La tradizione vuole che il nome abbia origine nel mito di Cynara, la bella ninfa dai capelli color cenere, della quale Giove si invaghì, e che fu trasformata da giunone nella prima pianta di carciofo. Certamente i dati storici rivelano, tutt’altro, una diversa spiegazione.

Furono per primi gli egiziani ed i grecie ad apprezzare i suoi valori nutritivi e le sue proprietà terapeutiche, molto diffuso nell’intera area mediterranea, culla del prezioso ortaggio, i romani se ne giovarono di tali caracteristiche durante l’impero.

Non sempre il carciofo ebbe tutta questa accoglienza, paradossalmente fu completamente dimenticato dalle tavole e dalle tradizioni culturali fino all’età moderna quando, nel 1466, venne rintrodotto a Firenze da Filippo Strozzi il Vecchio che portò con sè semi e coltura raccolte dal regno di Napoli dove il carciofo giunse attraverso l’intercambio culturale con Spagna.

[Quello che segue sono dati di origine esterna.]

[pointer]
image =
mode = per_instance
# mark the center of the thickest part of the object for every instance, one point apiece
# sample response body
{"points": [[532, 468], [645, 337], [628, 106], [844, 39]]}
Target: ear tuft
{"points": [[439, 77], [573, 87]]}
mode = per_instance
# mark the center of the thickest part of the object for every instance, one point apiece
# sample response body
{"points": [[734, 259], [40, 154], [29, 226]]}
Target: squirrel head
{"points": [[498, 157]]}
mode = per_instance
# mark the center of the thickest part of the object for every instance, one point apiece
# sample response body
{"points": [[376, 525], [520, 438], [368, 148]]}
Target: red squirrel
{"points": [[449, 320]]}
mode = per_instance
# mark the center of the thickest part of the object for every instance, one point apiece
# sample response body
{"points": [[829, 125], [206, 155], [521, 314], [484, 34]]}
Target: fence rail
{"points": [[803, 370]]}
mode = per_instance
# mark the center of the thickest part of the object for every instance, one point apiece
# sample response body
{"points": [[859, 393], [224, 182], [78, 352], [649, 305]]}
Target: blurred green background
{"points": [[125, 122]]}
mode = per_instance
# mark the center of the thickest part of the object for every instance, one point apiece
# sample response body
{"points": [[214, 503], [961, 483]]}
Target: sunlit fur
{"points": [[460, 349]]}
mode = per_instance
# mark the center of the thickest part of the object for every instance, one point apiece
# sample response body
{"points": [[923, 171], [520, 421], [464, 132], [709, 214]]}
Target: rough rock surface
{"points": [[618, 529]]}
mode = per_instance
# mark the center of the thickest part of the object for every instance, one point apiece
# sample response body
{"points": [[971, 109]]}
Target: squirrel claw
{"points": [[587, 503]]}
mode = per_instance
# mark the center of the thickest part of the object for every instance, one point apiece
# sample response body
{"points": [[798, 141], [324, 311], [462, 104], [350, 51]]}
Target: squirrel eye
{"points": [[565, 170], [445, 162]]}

Subito dopo la sua riapparizione nella società moderna, la durezza delle foglie, le spine, l’amarezza, ma soprattuto, la poca dimestichezza con il pulirli e consumarli ecclissarono, anche se solo per poco, la sua inafferrabile corsa nei secoli successivi.

Apprezzato per i suoi principi attivi, che a quell’epoca furono associati a proprietà afrodisiache, da una lunga lista di personaggi famosi nella storia, tali come Enrico VIII d’Inglilterra, Caterina de’ Medici e il Re Sole, il carciofo continuò la sua marcia verso la conquista del Nuovo Mondo.

Sigmund Freud, padre della psicanalisi, lo legò simbolicamente all’Italia; chiamò i carciofi “i miei fiori preferiti”. Presente anche nella narrativa, si può trovare una tra le più famose citazioni, quella di Pablo Neruda, premio Nobel per la letteratura nel 1971, nel suo poema intitolato Odas elementales del 1945.

Il carciofo è l’ortaggio per eccellenza e l’Italia vanta il primato mondiale nella sua produzione e consumo: la sua coltura ha dato origine a diverse manifestazioni e sagre in tutto il territorio, divenendo prodotto essenziale grazie alla sua versatilità e lunga conservazione che, attraverso la realizzazione di numerosi piatti tipici regionali, lo vedono occupare un posto di rilievo nella tradizione gastronomica nazionale.

Ed ecco, a voi, sua maestà il carciofo!